By Frank Spillers

3 circles- first circle and last circle many people in it, middle circle has one person in it

Summary: Inclusive Design starts with including users. Sadly, the 5 user sample size does not scale to inclusion efforts. Hence, you will need to include more users. However, it is important that you do not include a token user from an underrepresented community (eg. one wheelchair user). Instead, take an intersectional approach to user recruiting (eg. a wheelchair users who is Trans and Black). Finally, make sure to dedicate your audience research to full inclusiveness (versus adding a couple of users to check the inclusive box), so that you might understand the depth of experience for that impacted community and the issues that you need to know about to avoid bias, harm or exclusion in your product. 

The shift toward Inclusive Design sees us adding more representation to visual search results, product strategy, and more (see Nike inclusive sizing below).

Nike plus sized model clothing manequin display

Above: Nike plus-sized workout clothing for women.
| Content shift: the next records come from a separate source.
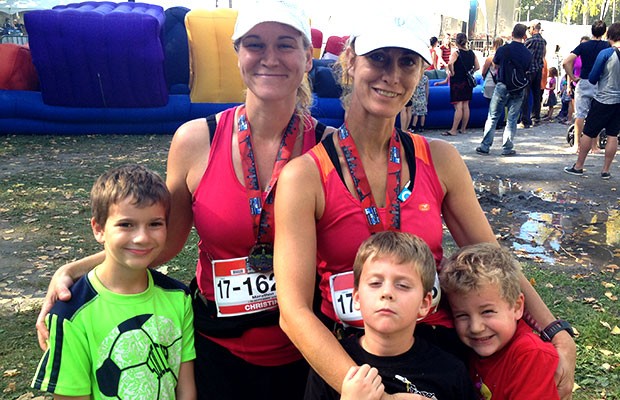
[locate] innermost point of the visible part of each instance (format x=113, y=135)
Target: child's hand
x=362, y=383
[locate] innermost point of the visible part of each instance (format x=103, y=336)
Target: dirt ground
x=539, y=210
x=542, y=153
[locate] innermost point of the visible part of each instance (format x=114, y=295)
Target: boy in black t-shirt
x=394, y=274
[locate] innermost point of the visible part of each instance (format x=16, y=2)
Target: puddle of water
x=591, y=238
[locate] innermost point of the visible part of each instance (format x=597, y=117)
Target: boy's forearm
x=186, y=385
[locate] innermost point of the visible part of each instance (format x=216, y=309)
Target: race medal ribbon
x=367, y=200
x=261, y=203
x=341, y=287
x=240, y=290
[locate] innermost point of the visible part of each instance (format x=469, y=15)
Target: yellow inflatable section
x=214, y=75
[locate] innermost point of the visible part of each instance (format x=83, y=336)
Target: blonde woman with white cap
x=369, y=177
x=224, y=186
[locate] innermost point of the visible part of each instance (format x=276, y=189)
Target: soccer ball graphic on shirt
x=140, y=358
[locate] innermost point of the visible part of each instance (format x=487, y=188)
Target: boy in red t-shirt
x=508, y=360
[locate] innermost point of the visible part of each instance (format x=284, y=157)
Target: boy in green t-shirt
x=127, y=331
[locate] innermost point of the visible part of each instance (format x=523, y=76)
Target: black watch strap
x=554, y=328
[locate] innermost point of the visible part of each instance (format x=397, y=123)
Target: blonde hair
x=480, y=264
x=401, y=248
x=133, y=181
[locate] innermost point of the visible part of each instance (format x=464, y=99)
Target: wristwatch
x=554, y=328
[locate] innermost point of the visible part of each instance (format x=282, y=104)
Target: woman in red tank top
x=380, y=66
x=241, y=354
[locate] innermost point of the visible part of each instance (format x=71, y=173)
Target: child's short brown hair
x=402, y=248
x=480, y=264
x=134, y=181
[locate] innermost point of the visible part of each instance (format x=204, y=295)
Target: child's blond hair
x=480, y=264
x=401, y=248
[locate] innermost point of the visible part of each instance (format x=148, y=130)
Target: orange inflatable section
x=214, y=75
x=16, y=69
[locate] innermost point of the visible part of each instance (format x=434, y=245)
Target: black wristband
x=554, y=328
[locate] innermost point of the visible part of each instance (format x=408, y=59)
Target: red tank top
x=343, y=227
x=224, y=224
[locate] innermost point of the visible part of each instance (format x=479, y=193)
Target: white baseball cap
x=411, y=33
x=286, y=12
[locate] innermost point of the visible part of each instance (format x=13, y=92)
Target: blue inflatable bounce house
x=133, y=68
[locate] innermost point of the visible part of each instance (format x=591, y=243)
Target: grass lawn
x=44, y=214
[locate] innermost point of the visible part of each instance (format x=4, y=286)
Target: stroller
x=570, y=137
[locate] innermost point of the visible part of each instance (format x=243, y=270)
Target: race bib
x=240, y=290
x=341, y=287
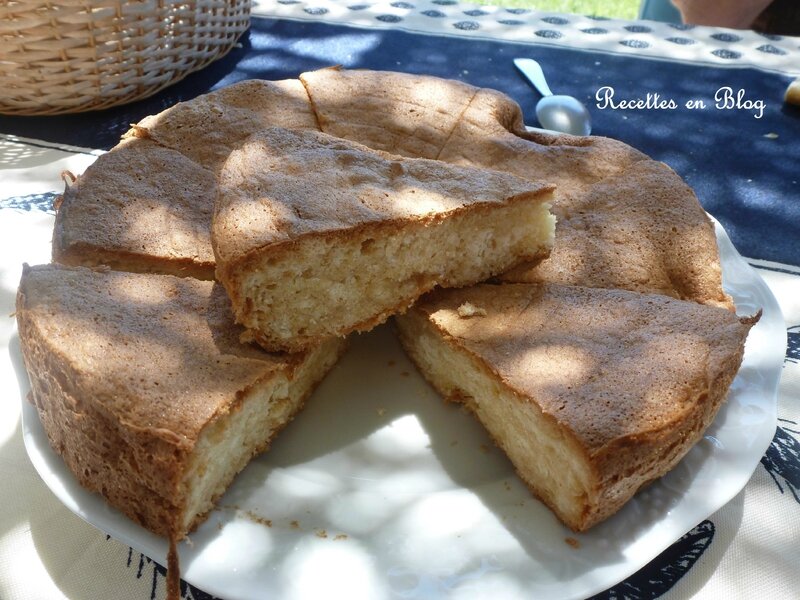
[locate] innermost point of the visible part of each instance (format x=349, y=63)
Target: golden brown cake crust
x=422, y=116
x=282, y=185
x=404, y=114
x=642, y=230
x=139, y=207
x=126, y=370
x=633, y=378
x=207, y=128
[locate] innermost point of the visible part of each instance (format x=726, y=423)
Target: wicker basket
x=79, y=55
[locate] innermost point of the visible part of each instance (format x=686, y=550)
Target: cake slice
x=405, y=114
x=315, y=236
x=144, y=389
x=591, y=393
x=642, y=230
x=141, y=208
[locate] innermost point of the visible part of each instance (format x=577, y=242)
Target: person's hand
x=737, y=14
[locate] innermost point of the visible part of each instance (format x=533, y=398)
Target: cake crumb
x=468, y=310
x=258, y=518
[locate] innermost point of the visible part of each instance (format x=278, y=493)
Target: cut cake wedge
x=144, y=389
x=316, y=236
x=591, y=393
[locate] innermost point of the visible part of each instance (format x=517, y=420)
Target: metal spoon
x=559, y=113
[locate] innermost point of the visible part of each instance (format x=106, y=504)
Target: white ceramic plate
x=379, y=489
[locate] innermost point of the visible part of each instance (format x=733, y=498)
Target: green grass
x=620, y=9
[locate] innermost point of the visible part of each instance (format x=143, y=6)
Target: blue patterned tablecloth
x=743, y=161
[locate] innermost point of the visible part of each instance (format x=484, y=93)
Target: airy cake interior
x=549, y=462
x=228, y=444
x=352, y=280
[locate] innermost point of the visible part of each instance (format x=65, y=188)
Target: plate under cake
x=591, y=393
x=316, y=236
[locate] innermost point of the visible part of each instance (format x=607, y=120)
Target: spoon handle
x=533, y=73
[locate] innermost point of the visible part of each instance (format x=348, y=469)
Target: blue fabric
x=746, y=171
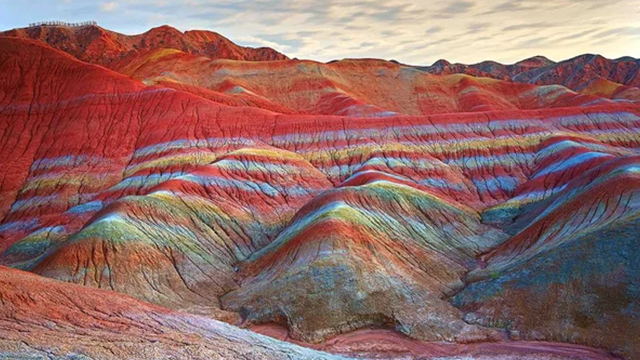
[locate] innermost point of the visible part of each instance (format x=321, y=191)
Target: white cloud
x=109, y=6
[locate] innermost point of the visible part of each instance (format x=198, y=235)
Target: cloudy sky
x=415, y=32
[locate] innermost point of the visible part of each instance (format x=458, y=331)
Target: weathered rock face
x=46, y=319
x=96, y=45
x=354, y=88
x=588, y=74
x=304, y=194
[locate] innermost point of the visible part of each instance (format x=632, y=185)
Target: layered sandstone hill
x=588, y=74
x=321, y=199
x=96, y=45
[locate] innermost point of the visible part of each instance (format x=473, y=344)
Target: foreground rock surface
x=243, y=197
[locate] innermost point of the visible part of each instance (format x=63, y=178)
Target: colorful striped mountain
x=358, y=207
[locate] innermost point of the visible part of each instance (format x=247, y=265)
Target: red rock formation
x=287, y=192
x=96, y=45
x=587, y=73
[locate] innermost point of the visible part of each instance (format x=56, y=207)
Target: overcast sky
x=414, y=32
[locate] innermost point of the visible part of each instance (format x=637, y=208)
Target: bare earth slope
x=305, y=196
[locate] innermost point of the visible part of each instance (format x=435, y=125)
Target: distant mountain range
x=360, y=207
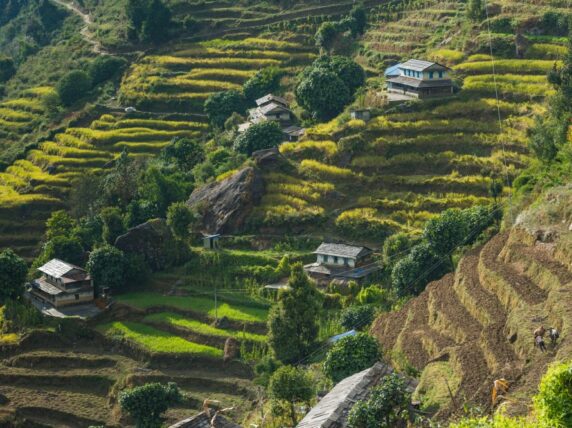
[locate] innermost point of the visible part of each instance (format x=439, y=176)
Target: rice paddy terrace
x=53, y=382
x=413, y=161
x=475, y=326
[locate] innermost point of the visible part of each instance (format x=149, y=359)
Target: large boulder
x=225, y=205
x=154, y=241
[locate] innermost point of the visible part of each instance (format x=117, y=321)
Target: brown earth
x=481, y=319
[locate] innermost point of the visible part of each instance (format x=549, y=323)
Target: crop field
x=20, y=116
x=183, y=79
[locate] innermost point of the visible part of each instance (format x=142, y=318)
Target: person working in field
x=539, y=338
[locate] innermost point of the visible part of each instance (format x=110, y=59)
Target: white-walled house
x=420, y=79
x=62, y=284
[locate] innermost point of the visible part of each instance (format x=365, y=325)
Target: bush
x=73, y=86
x=554, y=400
x=259, y=136
x=7, y=69
x=147, y=403
x=263, y=82
x=386, y=407
x=220, y=106
x=357, y=317
x=104, y=68
x=350, y=355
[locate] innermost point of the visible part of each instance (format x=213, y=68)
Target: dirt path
x=86, y=33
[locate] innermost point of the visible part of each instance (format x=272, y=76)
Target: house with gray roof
x=332, y=410
x=62, y=284
x=341, y=262
x=420, y=79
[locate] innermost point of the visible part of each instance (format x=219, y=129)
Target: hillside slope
x=476, y=325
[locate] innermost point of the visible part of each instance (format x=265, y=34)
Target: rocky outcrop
x=225, y=205
x=153, y=240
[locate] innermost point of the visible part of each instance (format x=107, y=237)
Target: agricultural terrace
x=183, y=79
x=31, y=188
x=20, y=116
x=405, y=166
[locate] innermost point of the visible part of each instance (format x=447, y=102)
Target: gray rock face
x=225, y=205
x=153, y=240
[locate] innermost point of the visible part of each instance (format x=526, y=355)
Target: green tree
x=349, y=355
x=180, y=219
x=104, y=67
x=411, y=274
x=475, y=10
x=446, y=232
x=73, y=86
x=291, y=385
x=113, y=226
x=7, y=69
x=157, y=23
x=322, y=93
x=357, y=317
x=221, y=105
x=292, y=323
x=107, y=267
x=263, y=82
x=13, y=271
x=263, y=135
x=186, y=153
x=60, y=223
x=386, y=407
x=553, y=403
x=145, y=404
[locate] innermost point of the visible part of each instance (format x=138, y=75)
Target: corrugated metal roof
x=57, y=268
x=342, y=250
x=420, y=65
x=267, y=98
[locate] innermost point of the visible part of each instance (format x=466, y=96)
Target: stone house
x=62, y=284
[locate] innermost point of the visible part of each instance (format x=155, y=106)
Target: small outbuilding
x=62, y=284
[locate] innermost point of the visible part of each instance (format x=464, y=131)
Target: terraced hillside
x=475, y=326
x=414, y=160
x=160, y=339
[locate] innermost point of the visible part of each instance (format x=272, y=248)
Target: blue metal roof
x=392, y=71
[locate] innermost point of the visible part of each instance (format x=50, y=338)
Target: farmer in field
x=554, y=335
x=540, y=343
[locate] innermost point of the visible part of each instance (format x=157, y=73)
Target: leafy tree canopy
x=220, y=106
x=259, y=136
x=147, y=403
x=13, y=271
x=350, y=355
x=107, y=267
x=292, y=322
x=291, y=385
x=386, y=407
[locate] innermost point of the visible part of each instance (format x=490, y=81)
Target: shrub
x=73, y=86
x=13, y=271
x=386, y=407
x=554, y=400
x=259, y=136
x=349, y=355
x=291, y=385
x=357, y=317
x=263, y=82
x=147, y=403
x=220, y=106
One of the starting points of exclusion is who you invite to the party. If your assumptions and biases limit who you do user research with, you can sabotage your inclusive design efforts. Therefore, inclusive user recruiting is critical for your Inclusive Design strategy. This post will discuss inclusive user recruiting in the context of sample size and emphasize the problems with the five-user sample for user testing, which has become an unchallenged ‘default’ in the industry.

Inclusion breaks with the “5 users” model

With inclusive recruiting, just having five users to test with will get you in trouble.

First of all, the five-user sample is a User Testing “shortcut” proposed by Jakob Nielsen (NNGroup) — who holds a lot of weight on this topic because he evangelized “quick, cheap” user testing in the 1990s and has continued to advocate for five user samples to this day. Nielsen defends “5 users” with economic theory (the law of diminishing returns), which translates to, “there’s nothing to see beyond five users, don’t waste your time.” It is essential to recognize that, even though Nielsen does not seem to convey this when he advocates for five users, the original 1992 study — he and Landauer based the five user sample recommendation on — called for multiple iterations of testing. It also specified that you use a sample of 5 users per audience segment. Most products have 2–3+ segments, and I have seen up to 15 segments or more. Following that guidance means you will have 3–4 rounds of user testing, and for three segments (5x3), test with 15 users per round! Do you know anyone who actually does that? (Universities not included).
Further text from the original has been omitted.